For those unfamiliar with the sport, Formula One’s governing body, the FIA, has implemented new financial and sporting rules ranging from how the car looks to how much each team can spend per season, starting from 2021. A budget cap of USD $175 million will come into effect but will not apply to engine development, driver salaries and a few other exceptions.
Ferrari CEO Louis Camilleri told Autosport “We have been in favour of this because we think it is good for the economic sustainability of Formula 1. Over time, this limit should also cover cars, driving units, drivers and many other things. Because ultimately, if the sport is not economically viable, it will die. Therefore, we consider it our responsibility to ensure that it is economically viable.”
It’s also noteworthy that Camilleri is pleased at the progress shown by teams in negotiating the details of their Concorde Agreement. As a quick refresh, the Concorde Agreement is an agreement between the FIA, Formula One Teams and the Formula One Group which dictates several details including prize money payouts.
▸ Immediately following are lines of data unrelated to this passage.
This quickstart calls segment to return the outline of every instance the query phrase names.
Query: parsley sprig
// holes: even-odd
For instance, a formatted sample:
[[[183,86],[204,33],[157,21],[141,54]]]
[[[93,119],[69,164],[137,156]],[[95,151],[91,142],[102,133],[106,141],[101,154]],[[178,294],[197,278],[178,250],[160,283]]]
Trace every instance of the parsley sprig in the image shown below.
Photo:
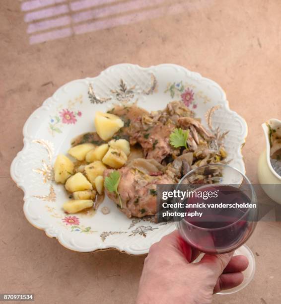
[[[189,130],[183,131],[181,128],[176,128],[170,134],[170,144],[174,148],[184,147],[187,149],[186,141],[189,134]]]
[[[122,200],[118,192],[118,185],[120,181],[120,173],[118,171],[112,172],[109,176],[107,176],[104,180],[104,186],[109,192],[115,192],[119,199],[119,204],[121,208],[122,206]]]

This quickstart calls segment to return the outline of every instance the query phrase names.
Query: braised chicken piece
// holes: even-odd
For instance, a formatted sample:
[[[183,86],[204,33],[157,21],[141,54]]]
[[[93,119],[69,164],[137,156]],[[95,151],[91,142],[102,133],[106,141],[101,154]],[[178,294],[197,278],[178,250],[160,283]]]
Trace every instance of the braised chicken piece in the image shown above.
[[[219,139],[181,101],[172,101],[163,110],[151,113],[135,104],[117,106],[109,112],[124,121],[124,127],[113,138],[127,139],[131,149],[140,147],[142,152],[136,157],[132,153],[126,166],[118,169],[122,208],[118,195],[105,189],[109,198],[128,218],[155,215],[157,184],[177,183],[192,169],[220,161],[226,156]],[[189,132],[187,149],[171,145],[170,136],[175,128]],[[113,171],[105,170],[104,177]]]
[[[169,164],[167,168],[153,159],[137,158],[118,169],[120,179],[118,192],[122,202],[120,210],[130,218],[142,218],[156,213],[156,184],[178,182],[183,173],[190,170],[192,153],[181,155]],[[113,170],[107,169],[104,177]],[[165,172],[164,172],[164,171]],[[108,197],[120,206],[119,199],[115,193],[105,189]]]

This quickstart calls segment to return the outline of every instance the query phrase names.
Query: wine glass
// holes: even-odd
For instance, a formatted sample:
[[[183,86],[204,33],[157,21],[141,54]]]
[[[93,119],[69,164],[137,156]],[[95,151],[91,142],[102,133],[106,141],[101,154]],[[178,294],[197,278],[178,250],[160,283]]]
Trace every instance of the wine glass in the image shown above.
[[[184,211],[187,215],[193,213],[193,216],[187,215],[177,222],[181,235],[188,244],[203,253],[215,254],[235,250],[234,255],[243,254],[249,260],[242,283],[218,293],[233,293],[246,286],[253,277],[255,262],[250,249],[242,245],[253,233],[258,217],[257,197],[248,178],[228,165],[210,164],[188,172],[179,181],[176,190],[187,190],[189,194],[193,194],[183,200],[185,206],[188,205]],[[206,194],[205,198],[198,197],[196,194],[199,192]],[[220,203],[216,208],[208,205]],[[228,204],[228,208],[222,204]],[[250,207],[255,205],[256,207]],[[198,215],[201,213],[201,216]],[[203,255],[201,254],[195,262]]]

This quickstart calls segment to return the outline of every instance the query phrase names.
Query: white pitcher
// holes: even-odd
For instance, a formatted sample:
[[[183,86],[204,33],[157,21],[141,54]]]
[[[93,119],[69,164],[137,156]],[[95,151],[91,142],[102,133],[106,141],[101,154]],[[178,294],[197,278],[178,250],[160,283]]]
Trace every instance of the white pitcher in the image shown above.
[[[271,199],[281,204],[281,193],[280,186],[277,184],[281,184],[281,176],[272,167],[270,162],[270,128],[273,129],[281,127],[281,121],[273,118],[263,124],[262,127],[266,137],[266,148],[260,156],[258,162],[258,175],[260,183],[266,193]]]

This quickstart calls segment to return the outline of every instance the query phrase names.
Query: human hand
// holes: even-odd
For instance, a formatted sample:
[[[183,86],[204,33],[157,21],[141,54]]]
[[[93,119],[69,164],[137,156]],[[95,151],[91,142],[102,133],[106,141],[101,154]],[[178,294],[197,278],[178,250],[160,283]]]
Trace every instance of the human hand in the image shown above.
[[[241,272],[248,267],[247,258],[233,252],[198,256],[178,230],[153,244],[144,261],[140,282],[138,304],[171,303],[209,304],[213,293],[238,286]]]

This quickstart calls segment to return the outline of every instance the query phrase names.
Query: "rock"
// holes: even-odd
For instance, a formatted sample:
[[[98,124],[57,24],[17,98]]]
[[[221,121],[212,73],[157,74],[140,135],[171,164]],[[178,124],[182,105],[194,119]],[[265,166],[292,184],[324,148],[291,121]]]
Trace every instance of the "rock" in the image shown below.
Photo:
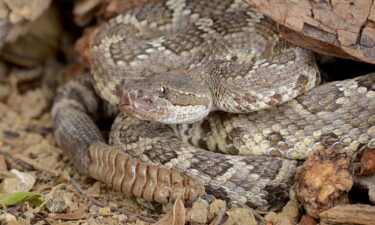
[[[208,203],[198,199],[187,213],[187,220],[192,223],[207,223]]]
[[[7,177],[1,182],[1,194],[6,195],[15,192],[27,192],[34,186],[35,178],[31,174],[23,173],[15,169],[12,169],[10,172],[15,176]]]
[[[250,209],[246,208],[235,208],[227,212],[228,219],[223,223],[223,225],[257,225],[254,214]]]

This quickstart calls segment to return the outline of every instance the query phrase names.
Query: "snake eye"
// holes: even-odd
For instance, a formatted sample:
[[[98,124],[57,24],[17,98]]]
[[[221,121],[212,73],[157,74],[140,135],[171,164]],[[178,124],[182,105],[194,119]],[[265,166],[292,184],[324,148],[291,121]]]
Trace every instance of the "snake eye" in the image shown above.
[[[161,86],[160,89],[159,89],[159,96],[163,97],[166,92],[167,92],[167,88],[164,87],[164,86]]]

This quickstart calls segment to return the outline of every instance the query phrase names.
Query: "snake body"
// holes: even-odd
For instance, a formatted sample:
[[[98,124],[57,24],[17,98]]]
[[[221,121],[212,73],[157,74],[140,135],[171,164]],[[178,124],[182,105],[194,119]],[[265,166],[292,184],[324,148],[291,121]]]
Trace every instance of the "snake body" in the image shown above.
[[[160,203],[205,191],[276,209],[294,159],[375,147],[375,75],[313,88],[312,53],[239,2],[146,4],[100,29],[93,76],[66,84],[52,108],[56,140],[81,172]],[[110,145],[91,119],[111,108],[101,99],[122,111]]]

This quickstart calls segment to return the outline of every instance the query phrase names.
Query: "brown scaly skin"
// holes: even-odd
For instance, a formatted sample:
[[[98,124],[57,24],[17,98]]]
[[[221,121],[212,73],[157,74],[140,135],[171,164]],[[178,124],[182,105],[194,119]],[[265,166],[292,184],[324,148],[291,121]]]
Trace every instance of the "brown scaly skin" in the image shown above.
[[[214,113],[206,118],[209,121],[209,126],[202,126],[205,123],[203,121],[193,125],[174,127],[174,130],[177,129],[177,136],[173,133],[173,129],[167,125],[142,121],[120,114],[112,127],[110,144],[115,147],[113,148],[102,142],[103,139],[98,132],[93,132],[97,129],[86,113],[95,114],[95,112],[89,110],[94,108],[90,104],[95,101],[90,101],[87,98],[99,99],[95,97],[92,87],[87,85],[89,84],[87,80],[87,83],[84,81],[85,79],[72,81],[62,88],[53,107],[53,117],[58,143],[69,152],[78,168],[89,176],[118,190],[125,191],[128,195],[144,197],[162,203],[173,199],[174,197],[170,196],[173,193],[168,191],[166,191],[170,194],[167,195],[168,197],[160,197],[158,194],[153,194],[154,197],[150,197],[151,195],[148,193],[156,193],[156,190],[160,189],[157,185],[164,185],[165,182],[156,182],[156,185],[152,181],[159,179],[155,177],[156,175],[152,175],[152,171],[158,169],[156,166],[144,166],[148,169],[143,171],[149,172],[143,172],[143,175],[137,174],[139,170],[135,172],[130,170],[129,172],[127,168],[134,169],[134,167],[127,165],[127,163],[137,164],[132,161],[133,159],[128,160],[129,155],[131,155],[138,160],[147,161],[148,165],[160,163],[164,167],[173,167],[179,172],[184,172],[188,177],[193,178],[196,183],[203,184],[207,194],[226,199],[233,204],[246,204],[258,209],[277,209],[282,206],[287,198],[296,169],[296,161],[277,157],[233,156],[208,152],[181,141],[178,137],[181,136],[182,139],[190,140],[193,144],[196,142],[201,147],[211,145],[211,147],[219,148],[218,146],[223,145],[223,148],[227,146],[229,150],[251,144],[252,139],[255,139],[260,141],[260,144],[257,145],[259,147],[262,141],[259,140],[259,134],[256,130],[252,132],[243,128],[256,127],[253,123],[264,120],[263,113],[255,112],[246,117],[241,114]],[[275,139],[275,133],[272,132],[269,136],[265,135],[263,138],[264,140],[273,140],[272,144],[275,146],[284,146],[285,149],[279,149],[279,151],[284,150],[285,152],[281,153],[289,158],[305,158],[315,150],[313,146],[320,145],[329,148],[340,143],[348,152],[358,151],[366,145],[373,147],[375,143],[374,84],[375,74],[368,74],[351,80],[321,85],[298,97],[295,102],[276,107],[271,114],[274,118],[265,118],[269,122],[266,125],[259,123],[259,128],[262,128],[262,130],[277,128],[277,124],[289,127],[289,123],[298,125],[303,122],[302,130],[312,125],[319,125],[316,130],[305,130],[305,138],[309,135],[317,135],[315,132],[320,133],[320,136],[316,136],[314,142],[311,143],[312,147],[296,151],[295,146],[285,146],[285,141],[291,137],[285,137],[286,140],[283,138]],[[79,88],[77,88],[78,86]],[[88,97],[88,93],[91,97]],[[333,97],[336,100],[332,100]],[[83,102],[83,104],[78,104],[79,102],[74,99]],[[89,104],[84,105],[87,103]],[[336,103],[340,104],[335,105]],[[98,103],[95,104],[100,106]],[[77,107],[77,105],[80,105],[80,107]],[[83,111],[80,111],[79,108]],[[100,111],[100,108],[97,107],[96,111]],[[309,119],[308,115],[315,115],[323,122]],[[239,116],[242,120],[237,121]],[[88,122],[89,120],[91,122]],[[343,122],[345,124],[342,124]],[[339,126],[339,128],[330,128],[334,125]],[[190,129],[186,130],[186,126]],[[192,129],[198,130],[193,131]],[[289,127],[289,129],[297,134],[295,135],[297,139],[302,138],[298,136],[298,131],[293,130],[293,127]],[[281,134],[283,134],[282,131]],[[278,137],[282,137],[281,134]],[[248,143],[245,141],[248,141]],[[81,146],[89,146],[89,148]],[[215,148],[213,149],[215,150]],[[256,154],[257,152],[231,153]],[[277,154],[277,152],[264,151],[260,154],[280,155],[280,152]],[[120,160],[122,158],[124,160]],[[143,185],[143,188],[139,188],[139,183],[135,182],[136,178],[132,182],[137,183],[137,185],[130,183],[129,177],[124,175],[129,173],[134,177],[140,175],[141,180],[144,179],[143,182],[139,182],[141,186]],[[193,180],[188,181],[188,178],[184,175],[180,174],[180,176],[184,177],[184,179],[179,178],[178,180],[184,180],[181,184],[185,185],[183,186],[185,191],[182,191],[181,185],[177,185],[177,187],[167,185],[168,190],[183,193],[187,200],[194,200],[195,197],[203,194],[201,186],[196,185]],[[167,184],[172,183],[168,181]],[[134,190],[152,191],[137,193],[126,188],[129,185],[134,185],[133,188],[137,187]]]
[[[312,54],[280,40],[272,23],[255,12],[222,14],[235,8],[233,2],[209,1],[209,10],[199,10],[202,1],[170,0],[134,10],[135,17],[120,15],[96,37],[92,71],[102,98],[142,119],[193,122],[218,109],[241,114],[213,112],[173,128],[120,114],[110,147],[88,116],[103,111],[90,80],[73,81],[59,92],[52,115],[58,144],[81,172],[161,203],[175,193],[194,200],[204,185],[208,194],[231,203],[276,209],[287,198],[297,163],[254,155],[303,159],[336,141],[351,152],[375,145],[374,74],[309,91],[319,80]],[[211,11],[219,15],[210,17]],[[195,12],[198,19],[182,33],[153,39],[161,24],[172,22],[176,33],[184,20],[171,18]],[[206,62],[211,55],[214,60]],[[328,137],[335,141],[326,142]],[[207,152],[188,142],[253,156]],[[179,172],[150,165],[159,163]]]
[[[203,186],[186,175],[141,162],[107,145],[92,117],[108,112],[110,107],[97,97],[87,75],[67,83],[55,98],[56,141],[81,173],[127,195],[159,203],[177,197],[194,201],[204,194]]]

Ferrari, who receives a substantial 'heritage bonus' payout every season, will be receiving less as part of the new arrangement.
"This year was critical in terms of trying to finalise the Concorde Agreement and the various chapters of the financial regulations and technical regulations," said Camilleri. "We as Ferrari have taken very much a leadership role because of our history, because of the importance of Formula 1 to Ferrari" he continued.
In an interview with Sportsmail, Ross Brawn, F1’s managing director of motorsports and technical director said, “F1 is a victim of its own success. If you win, it is so valuable in terms of the rewards it brings, therefore you can justify increasing the budgets to succeed because the rewards are so high. Suddenly you can’t afford to fail and you have to keep ploughing money in. You’d imagine budgets would stabilise at some point but they haven’t. I have seen budgets escalate on a yearly basis. It takes an economic crisis for those things to be redressed but we don’t want to wait for an economic crisis.”
“I don’t see what the options are, if we throw it open again Formula One will crash and burn, it will be a victim of its own success” continued Brawn. He also pointed that teams who do not heed the cost cap will be severely punished and even excluded from the championship.